Reseña: Camino al este, de Javier Sinay
Para el cronista, el viaje deja de ser una actividad intransitiva (viajar por placer, disfrute, hábito) para convertirse en un telos, aquello en virtud de lo cual se hace algo: viajar para contarlo. En Larga distancia, Martín Caparrós reflexiona que en este último caso el viajero está obligado a pensar sobre la acción de viajar y de escribir, a intensificar la mirada, a ver lo que quizá no miraría sin la amenaza del relato.
A Javier Sinay, periodista y cronista, no le interesaba viajar para escribir hasta que el amor le movió el tablero y, circunstancias sincrónicas mediante, decidió lanzarse a una travesía, recorriendo medio mundo en busca de una mujer. Higashi, su novia, ganó una beca para estudiar Chado, la ceremonia del té, en Kioto, y ante la perspectiva de una separación tan prolongada junto con la noticia de que se había quedado sin trabajo, Sinay decidió organizar un viaje desmesurado movido por su amor. Su propio gesto lo llevó a preguntarse qué cosas hace la gente por amor, así que se propuso contar, junto con la suya, algunas historias de amor y desamor de cada uno de los sitios que visitaría. España, Francia, Alemania, Bielorrusia, Rusia, Mongolia, China, Corea y Japón fueron hitos en los que el cronista buscó investigar casos conocidos o donde aparecieron relatos inesperados.

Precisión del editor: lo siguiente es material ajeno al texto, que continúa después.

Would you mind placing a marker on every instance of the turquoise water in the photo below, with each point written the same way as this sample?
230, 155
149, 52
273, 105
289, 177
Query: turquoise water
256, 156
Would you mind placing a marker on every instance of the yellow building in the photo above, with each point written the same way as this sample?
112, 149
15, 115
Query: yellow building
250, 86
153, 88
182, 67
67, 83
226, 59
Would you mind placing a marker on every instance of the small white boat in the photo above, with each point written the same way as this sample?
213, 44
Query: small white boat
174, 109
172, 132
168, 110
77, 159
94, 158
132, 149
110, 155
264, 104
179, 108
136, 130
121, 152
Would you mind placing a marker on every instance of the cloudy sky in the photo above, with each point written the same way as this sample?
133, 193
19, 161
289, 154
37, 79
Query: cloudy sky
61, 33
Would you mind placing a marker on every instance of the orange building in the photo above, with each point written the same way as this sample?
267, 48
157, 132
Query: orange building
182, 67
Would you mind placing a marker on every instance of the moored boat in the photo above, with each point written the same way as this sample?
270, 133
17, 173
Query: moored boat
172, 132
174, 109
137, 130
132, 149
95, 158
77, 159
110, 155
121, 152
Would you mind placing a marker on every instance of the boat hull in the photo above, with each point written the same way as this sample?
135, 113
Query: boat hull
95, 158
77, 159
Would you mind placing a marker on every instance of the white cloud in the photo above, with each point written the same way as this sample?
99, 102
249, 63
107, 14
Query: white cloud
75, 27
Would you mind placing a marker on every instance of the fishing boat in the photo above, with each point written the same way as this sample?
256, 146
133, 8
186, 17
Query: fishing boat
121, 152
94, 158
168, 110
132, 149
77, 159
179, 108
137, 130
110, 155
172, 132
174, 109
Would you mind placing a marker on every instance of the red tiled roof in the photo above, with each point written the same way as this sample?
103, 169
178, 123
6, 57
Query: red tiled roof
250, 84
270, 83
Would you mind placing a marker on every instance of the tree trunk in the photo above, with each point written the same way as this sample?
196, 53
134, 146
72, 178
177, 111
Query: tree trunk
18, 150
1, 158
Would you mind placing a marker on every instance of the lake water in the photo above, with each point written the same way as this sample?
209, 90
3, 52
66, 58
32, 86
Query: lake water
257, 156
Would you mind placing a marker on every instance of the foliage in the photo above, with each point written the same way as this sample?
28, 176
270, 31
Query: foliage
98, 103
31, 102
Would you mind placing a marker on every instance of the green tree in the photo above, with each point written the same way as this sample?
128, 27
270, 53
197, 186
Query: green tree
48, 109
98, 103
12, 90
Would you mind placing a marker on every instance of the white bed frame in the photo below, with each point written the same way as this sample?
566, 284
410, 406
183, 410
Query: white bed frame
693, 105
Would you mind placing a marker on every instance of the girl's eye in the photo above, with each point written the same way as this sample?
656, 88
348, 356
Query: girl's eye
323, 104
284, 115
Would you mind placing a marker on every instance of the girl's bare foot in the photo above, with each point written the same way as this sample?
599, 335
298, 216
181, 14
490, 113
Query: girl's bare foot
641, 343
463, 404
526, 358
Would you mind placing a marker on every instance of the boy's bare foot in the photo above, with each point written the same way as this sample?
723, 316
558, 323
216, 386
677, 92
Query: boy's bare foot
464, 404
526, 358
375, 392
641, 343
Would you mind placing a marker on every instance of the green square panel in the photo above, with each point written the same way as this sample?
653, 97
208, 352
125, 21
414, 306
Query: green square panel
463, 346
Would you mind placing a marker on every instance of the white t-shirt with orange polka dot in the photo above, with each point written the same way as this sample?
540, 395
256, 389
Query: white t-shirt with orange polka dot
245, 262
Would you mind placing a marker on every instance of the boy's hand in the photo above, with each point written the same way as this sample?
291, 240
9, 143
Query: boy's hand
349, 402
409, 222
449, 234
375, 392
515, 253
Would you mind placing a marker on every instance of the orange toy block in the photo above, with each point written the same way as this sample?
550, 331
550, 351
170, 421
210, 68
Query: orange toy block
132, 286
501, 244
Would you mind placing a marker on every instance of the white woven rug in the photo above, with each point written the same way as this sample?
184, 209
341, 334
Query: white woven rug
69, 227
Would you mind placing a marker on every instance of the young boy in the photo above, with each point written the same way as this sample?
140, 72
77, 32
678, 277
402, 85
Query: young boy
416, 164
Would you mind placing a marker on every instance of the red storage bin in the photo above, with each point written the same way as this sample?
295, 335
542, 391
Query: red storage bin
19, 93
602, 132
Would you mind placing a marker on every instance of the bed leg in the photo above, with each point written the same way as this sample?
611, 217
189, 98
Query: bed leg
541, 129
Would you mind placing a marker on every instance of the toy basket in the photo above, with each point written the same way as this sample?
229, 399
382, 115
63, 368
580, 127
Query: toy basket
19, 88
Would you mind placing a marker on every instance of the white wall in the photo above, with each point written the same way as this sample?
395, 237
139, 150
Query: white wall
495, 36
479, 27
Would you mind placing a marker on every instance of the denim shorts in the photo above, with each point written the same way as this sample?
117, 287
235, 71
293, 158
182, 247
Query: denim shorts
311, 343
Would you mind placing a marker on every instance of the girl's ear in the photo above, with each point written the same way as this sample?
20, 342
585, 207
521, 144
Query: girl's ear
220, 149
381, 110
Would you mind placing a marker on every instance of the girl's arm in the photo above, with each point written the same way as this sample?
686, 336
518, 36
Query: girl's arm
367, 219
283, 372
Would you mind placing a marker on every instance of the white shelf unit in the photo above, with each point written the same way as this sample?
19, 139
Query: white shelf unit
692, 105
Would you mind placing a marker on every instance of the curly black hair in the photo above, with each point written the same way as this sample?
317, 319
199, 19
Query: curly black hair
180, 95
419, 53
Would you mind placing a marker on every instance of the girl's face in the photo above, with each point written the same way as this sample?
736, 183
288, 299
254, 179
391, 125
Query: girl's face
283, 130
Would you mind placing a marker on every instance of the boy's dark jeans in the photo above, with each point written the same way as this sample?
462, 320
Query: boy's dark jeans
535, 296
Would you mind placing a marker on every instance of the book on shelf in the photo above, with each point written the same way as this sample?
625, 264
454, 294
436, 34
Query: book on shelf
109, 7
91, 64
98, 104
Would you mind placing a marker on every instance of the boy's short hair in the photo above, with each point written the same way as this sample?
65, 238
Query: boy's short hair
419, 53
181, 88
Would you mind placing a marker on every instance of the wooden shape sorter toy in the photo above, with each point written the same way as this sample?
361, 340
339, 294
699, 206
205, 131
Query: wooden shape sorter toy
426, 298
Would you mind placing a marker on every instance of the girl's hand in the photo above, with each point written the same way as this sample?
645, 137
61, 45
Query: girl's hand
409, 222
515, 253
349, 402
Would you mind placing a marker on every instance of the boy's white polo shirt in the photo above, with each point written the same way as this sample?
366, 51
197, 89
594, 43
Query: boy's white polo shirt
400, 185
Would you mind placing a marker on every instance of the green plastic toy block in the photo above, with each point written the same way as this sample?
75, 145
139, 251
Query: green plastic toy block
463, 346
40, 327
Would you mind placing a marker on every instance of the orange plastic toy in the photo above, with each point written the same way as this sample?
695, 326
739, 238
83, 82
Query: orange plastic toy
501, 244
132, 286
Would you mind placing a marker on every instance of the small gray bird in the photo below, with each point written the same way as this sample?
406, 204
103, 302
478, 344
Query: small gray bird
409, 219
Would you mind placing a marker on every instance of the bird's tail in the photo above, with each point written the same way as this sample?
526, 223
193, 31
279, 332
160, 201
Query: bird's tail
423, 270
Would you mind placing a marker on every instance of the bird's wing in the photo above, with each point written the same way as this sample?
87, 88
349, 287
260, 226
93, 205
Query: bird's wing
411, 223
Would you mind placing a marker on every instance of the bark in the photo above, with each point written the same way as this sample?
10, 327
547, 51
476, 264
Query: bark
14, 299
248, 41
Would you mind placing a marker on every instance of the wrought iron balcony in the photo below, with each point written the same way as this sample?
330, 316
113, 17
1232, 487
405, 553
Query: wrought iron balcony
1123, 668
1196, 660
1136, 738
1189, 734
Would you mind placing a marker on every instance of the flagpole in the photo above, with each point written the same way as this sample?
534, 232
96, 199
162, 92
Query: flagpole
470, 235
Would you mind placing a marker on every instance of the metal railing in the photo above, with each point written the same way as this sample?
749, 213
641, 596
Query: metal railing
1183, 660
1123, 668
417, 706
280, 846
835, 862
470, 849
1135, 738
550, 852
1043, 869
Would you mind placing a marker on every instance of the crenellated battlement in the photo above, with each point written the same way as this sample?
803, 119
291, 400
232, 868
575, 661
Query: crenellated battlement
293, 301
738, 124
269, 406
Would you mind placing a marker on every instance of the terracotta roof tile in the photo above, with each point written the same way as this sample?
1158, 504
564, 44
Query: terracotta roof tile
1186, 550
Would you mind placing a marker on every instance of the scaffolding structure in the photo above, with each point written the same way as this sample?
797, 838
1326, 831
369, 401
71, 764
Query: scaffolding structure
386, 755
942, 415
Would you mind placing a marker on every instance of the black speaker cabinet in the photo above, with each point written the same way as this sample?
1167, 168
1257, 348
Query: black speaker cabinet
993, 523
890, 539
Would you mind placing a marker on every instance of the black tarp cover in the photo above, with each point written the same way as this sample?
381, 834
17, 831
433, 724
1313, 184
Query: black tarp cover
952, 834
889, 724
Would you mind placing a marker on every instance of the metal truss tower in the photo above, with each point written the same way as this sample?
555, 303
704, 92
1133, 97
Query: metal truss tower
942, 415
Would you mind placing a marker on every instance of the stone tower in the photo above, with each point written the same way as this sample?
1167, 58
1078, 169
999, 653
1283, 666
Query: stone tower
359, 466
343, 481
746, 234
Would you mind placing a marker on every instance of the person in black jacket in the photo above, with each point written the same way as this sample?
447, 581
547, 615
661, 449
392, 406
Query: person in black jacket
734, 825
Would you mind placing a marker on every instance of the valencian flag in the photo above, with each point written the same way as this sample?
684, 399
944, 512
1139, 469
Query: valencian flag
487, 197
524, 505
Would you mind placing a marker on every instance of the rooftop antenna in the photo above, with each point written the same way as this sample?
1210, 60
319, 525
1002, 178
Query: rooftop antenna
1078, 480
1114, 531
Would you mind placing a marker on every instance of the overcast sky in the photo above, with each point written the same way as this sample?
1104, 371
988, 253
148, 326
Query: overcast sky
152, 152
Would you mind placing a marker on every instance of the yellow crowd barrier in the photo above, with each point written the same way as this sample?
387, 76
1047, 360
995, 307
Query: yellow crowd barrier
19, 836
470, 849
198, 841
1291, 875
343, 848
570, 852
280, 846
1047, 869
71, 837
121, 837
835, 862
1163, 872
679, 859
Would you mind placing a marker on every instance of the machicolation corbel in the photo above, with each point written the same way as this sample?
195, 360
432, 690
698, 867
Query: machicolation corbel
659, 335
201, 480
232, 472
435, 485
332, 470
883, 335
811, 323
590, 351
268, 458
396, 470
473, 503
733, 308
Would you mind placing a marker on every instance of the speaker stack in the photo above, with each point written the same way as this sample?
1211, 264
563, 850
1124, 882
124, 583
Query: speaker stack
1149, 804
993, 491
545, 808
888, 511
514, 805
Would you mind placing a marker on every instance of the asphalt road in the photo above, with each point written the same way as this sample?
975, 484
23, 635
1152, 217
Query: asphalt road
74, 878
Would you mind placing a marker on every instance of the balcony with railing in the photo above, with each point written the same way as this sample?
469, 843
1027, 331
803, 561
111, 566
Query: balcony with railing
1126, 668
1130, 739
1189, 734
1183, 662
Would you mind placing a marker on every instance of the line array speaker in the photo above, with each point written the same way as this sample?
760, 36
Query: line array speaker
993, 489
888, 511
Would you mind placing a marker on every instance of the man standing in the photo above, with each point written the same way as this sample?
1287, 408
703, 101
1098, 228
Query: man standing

El libro se abre in medias res, justo a mitad del viaje, con el relato de una ceremonia oficiada por un chamán en Baikal, Siberia. Allí, Sinay se entera de cuán poderosos son sus ancestros y que su camino está protegido por ellos. La elección de este comienzo no es simple recurso narrativo; a pesar de la aparente distancia que muestra el narrador con lo que sucede, la ceremonia supone una entrega y una creencia en algo no visible, tanto como diferenciar entre la casualidad y los acontecimientos sincrónicos que lo determinaron, de alguna manera, a lanzarse en ese viaje. El viaje del cuerpo también es una forma de viaje del alma, afirma.
Hay historias de amor tiernas, felices y otras escabrosas. Sinay investiga algunos tópicos en particular: en Barcelona, por ejemplo, las parejas que lo son en la vida real y también actúan como tal en las películas o documentales porno ("Quizás el porno pueda enseñarnos a amar mejor"); en París, los candados de los puentes de la Île de la Cité, tema apasionante por los efectos colaterales de esta fiebre que terminó por hundir parte del Pont des Arts bajo las 70 toneladas del metal; en Berlin, David Bowie, Iggy Pop y Lou Reed además de la historia del Muro y de algunos personajes que intentaron cruzarlo; la mafia rusa, en la tierra donde el amor puede convertirse rápidamente en odio; el amor exprés en el Transiberiano; los amores de inmigrantes, de gente que está en movimiento. Sinay no solo va en busca de su amor, sino también de sus raíces: llega a Grodno, ciudad de Bielorrusia desde donde partieron en 1894 sus ancestros hacia la Argentina con el grupo del Barón de Hirsch, un alemán que organizó una empresa colonizadora para liberar a los pobres de su pueblo del yugo zarista y los trasladó hasta Moisés Ville, historia registrada en un libro previo del autor. Los relatos se entremezclan con referencias a los lugares visitados, su cuento personal y la información histórica documentada; el Tao esencial del viajero de Paul Theroux, un haiku de Matsuo Basho, sus reflexiones y el contrapunto del quehacer diario de Higashi en Japón, tan en otra frecuencia, aportando un aire templado, aplomado y sutil.
"Hay pocos viajes que no conozcan, desde el principio, sus palabras", afirma Caparrós. No es posible saber hasta dónde le cabe esta certeza a Sinay, pero sí intuirlo en la efectividad de la estructura, en la solidez de lo investigado, en la precisión de las ideas y, sobre todo, en la celebración amorosa del periplo hacia Higashi, que en japonés quiere decir "Este".